Do I need to collect data for products already on the market?

DPP requirements apply to products placed on the market after the delegated act's application date. Products manufactured and sold before that date are not retroactively required to have a DPP. However, any existing inventory that is first placed on the market after the deadline would need one.

How granular does the data need to be — per product, per batch, or per unit?

The ESPR supports three granularity levels: model, batch, and item. The textile delegated act will specify which level is required. Early indications from the CIRPASS-2 project (CIRPASS-2 Consortium, 2025) suggest batch-level will be the default for textiles, with item-level for certain product types. A batch-level approach means one DPP per production batch rather than per individual garment.

What happens if I don't have complete supply chain data?

Start with what you have. The phased traceability rollout means Phase 1 (at adoption) requires only key processes and production locations — not full raw-materials-to-retail tracking. Work with your direct suppliers to collect available data now. Many brands will find that their Tier 1 suppliers can provide basic process and location data even if deeper upstream data is unavailable.

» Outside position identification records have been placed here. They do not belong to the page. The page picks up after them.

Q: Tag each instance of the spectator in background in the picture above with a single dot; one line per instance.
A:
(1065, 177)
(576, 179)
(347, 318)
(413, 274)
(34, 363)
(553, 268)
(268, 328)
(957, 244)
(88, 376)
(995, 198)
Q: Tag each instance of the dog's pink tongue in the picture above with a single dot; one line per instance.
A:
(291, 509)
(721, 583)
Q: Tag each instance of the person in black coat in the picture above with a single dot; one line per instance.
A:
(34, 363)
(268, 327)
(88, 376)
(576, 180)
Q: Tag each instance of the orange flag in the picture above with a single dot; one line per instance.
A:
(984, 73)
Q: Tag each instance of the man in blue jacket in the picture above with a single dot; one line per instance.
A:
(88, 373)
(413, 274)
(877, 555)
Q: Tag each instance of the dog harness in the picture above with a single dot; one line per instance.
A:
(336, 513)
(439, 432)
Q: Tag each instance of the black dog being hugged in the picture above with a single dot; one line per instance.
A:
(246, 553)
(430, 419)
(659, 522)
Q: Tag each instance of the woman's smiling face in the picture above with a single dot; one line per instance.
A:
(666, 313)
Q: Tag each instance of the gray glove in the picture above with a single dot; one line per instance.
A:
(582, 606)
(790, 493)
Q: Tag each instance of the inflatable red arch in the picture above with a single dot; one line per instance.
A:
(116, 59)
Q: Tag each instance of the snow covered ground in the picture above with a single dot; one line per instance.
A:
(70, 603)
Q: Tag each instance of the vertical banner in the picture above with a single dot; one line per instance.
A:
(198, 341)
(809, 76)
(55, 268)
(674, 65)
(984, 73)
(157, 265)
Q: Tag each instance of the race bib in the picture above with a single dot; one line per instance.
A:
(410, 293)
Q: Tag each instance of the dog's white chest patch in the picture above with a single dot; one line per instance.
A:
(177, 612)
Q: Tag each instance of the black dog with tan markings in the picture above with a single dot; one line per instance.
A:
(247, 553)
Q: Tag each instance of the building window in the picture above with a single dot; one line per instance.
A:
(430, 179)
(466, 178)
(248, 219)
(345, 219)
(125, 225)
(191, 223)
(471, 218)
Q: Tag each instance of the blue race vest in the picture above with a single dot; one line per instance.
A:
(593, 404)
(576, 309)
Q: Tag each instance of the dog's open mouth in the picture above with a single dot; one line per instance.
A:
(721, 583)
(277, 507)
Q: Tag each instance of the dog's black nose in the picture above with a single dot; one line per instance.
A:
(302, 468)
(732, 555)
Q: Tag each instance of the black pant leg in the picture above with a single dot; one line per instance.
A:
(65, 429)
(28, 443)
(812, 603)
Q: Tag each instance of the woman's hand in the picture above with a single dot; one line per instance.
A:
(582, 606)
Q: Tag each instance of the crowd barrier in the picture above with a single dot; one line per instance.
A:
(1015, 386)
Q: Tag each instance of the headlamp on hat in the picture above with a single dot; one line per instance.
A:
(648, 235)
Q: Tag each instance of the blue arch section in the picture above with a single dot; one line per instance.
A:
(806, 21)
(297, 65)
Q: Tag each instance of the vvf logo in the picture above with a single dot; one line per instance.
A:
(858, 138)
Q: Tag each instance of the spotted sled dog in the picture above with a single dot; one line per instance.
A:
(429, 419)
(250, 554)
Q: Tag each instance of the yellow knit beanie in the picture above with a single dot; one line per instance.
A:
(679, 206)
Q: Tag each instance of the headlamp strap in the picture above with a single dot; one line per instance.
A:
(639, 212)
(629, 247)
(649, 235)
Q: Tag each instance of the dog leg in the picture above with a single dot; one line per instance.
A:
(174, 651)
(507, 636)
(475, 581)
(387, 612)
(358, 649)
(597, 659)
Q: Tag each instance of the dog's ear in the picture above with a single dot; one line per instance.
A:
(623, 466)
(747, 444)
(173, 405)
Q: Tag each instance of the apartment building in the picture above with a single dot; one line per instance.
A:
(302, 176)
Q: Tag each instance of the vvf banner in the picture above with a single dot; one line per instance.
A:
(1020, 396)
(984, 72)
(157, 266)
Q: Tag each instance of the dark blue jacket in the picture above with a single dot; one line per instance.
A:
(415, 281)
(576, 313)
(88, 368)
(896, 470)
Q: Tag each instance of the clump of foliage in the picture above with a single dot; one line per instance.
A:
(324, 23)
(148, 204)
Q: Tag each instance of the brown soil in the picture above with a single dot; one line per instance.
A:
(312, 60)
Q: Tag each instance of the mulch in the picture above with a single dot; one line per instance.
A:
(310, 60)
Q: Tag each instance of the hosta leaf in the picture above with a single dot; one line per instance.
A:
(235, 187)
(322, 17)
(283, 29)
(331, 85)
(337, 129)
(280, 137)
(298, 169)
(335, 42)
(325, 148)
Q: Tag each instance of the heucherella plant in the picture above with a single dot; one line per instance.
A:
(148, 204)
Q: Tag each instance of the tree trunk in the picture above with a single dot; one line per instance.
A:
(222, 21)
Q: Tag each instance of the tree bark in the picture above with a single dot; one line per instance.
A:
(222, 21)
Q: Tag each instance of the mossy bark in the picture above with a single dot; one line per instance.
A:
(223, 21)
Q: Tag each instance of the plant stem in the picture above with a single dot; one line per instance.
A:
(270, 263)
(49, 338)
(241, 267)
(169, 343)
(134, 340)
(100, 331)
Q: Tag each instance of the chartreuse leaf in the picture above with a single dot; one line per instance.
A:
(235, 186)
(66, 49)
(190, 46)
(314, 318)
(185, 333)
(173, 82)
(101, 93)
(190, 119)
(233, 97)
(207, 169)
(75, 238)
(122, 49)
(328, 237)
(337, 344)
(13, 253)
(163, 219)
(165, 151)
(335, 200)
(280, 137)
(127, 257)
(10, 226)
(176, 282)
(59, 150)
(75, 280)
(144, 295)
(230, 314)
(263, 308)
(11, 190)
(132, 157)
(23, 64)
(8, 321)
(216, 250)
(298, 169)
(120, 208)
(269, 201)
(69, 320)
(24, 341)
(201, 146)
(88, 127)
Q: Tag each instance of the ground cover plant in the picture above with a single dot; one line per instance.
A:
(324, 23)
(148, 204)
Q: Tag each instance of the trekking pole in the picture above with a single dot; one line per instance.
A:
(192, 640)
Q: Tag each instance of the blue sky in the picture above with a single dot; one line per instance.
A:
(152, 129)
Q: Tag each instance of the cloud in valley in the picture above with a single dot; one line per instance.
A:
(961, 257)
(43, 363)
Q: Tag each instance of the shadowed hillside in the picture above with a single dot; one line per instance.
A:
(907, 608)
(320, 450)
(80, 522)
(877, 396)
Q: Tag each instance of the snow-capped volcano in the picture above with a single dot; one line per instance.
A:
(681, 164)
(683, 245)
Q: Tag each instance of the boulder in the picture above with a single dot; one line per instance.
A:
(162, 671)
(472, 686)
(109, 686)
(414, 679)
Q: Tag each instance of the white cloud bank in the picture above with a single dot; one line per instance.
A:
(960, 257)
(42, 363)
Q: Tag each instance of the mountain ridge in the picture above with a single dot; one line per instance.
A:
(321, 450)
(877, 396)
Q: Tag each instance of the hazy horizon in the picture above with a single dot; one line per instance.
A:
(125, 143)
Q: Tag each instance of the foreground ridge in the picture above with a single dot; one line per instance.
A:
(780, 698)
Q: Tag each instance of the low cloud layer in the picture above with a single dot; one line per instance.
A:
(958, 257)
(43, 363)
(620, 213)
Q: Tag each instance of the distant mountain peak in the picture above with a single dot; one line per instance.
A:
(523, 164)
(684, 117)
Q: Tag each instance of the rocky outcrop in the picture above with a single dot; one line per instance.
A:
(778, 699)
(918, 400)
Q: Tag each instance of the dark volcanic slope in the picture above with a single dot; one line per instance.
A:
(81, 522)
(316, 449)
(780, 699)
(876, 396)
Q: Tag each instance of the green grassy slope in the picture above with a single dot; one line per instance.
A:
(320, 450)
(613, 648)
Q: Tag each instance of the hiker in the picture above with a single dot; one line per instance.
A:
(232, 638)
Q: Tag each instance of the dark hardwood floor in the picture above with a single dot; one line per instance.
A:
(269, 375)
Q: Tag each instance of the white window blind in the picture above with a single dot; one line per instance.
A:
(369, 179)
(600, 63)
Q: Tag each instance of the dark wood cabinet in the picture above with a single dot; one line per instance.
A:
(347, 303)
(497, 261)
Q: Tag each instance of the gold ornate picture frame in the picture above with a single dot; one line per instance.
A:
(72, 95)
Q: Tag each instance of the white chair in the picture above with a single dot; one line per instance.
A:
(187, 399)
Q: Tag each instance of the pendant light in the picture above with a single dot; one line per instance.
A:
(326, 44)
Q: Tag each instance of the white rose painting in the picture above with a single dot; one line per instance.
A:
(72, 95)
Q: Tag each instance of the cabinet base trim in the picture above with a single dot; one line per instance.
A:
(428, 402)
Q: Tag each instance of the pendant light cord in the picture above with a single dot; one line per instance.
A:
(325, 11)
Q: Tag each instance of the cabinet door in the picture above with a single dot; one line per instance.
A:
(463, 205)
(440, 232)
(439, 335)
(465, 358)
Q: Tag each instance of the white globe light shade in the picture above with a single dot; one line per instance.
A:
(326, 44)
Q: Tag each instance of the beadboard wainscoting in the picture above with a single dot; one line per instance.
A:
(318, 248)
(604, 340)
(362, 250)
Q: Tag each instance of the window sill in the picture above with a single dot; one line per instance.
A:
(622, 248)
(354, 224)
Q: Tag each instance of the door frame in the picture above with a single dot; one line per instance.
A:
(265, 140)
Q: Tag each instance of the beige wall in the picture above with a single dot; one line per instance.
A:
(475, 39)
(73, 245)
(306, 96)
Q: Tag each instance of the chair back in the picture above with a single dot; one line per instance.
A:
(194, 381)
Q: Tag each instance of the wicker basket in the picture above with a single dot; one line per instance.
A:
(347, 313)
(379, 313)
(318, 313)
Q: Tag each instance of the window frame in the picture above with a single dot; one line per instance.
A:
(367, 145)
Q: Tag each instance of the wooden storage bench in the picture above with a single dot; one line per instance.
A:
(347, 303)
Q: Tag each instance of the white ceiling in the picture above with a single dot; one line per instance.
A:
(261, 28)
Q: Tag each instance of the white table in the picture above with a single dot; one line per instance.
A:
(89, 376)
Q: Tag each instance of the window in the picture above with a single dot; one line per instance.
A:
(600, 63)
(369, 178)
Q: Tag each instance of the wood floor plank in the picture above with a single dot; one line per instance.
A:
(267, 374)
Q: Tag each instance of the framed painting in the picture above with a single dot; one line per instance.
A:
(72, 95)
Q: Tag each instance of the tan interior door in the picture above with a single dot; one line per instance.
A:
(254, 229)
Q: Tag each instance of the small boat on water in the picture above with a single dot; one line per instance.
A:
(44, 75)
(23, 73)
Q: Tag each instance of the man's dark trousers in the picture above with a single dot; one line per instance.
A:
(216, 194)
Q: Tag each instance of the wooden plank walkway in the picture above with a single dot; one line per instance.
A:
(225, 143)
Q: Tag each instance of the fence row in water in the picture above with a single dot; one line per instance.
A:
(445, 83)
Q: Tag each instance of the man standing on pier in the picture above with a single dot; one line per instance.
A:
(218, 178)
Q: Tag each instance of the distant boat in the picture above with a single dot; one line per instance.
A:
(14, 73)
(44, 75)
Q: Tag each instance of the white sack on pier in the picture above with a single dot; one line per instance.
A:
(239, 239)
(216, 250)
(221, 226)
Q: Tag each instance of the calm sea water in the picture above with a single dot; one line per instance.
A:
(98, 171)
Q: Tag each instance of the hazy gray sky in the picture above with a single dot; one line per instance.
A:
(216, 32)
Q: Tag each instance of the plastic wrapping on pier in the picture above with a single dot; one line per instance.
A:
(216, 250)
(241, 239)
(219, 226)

Is there a standard format for DPP data?

Yes. DPP data is expected to use JSON-LD with Schema.org vocabulary, making it machine-readable and interoperable. Product identification follows GS1 standards (GTIN for products, GLN for locations). The data carrier (physical tag on the product) will be a QR code encoding a GS1 Digital Link URL. Eight harmonized CEN/CENELEC standards covering data formats, APIs, and interoperability are expected by March 2026 (European Commission Standardisation Request M/616, 2024).

Can I use my existing ERP or PLM system for DPP data?

Your ERP or PLM system may contain much of the required data, but it likely isn't structured in the required format. Most brands will need a DPP-specific platform that integrates with their existing systems to transform product data into compliant DPP format. The good news: DPP platforms are designed to pull data from existing systems rather than requiring you to re-enter everything.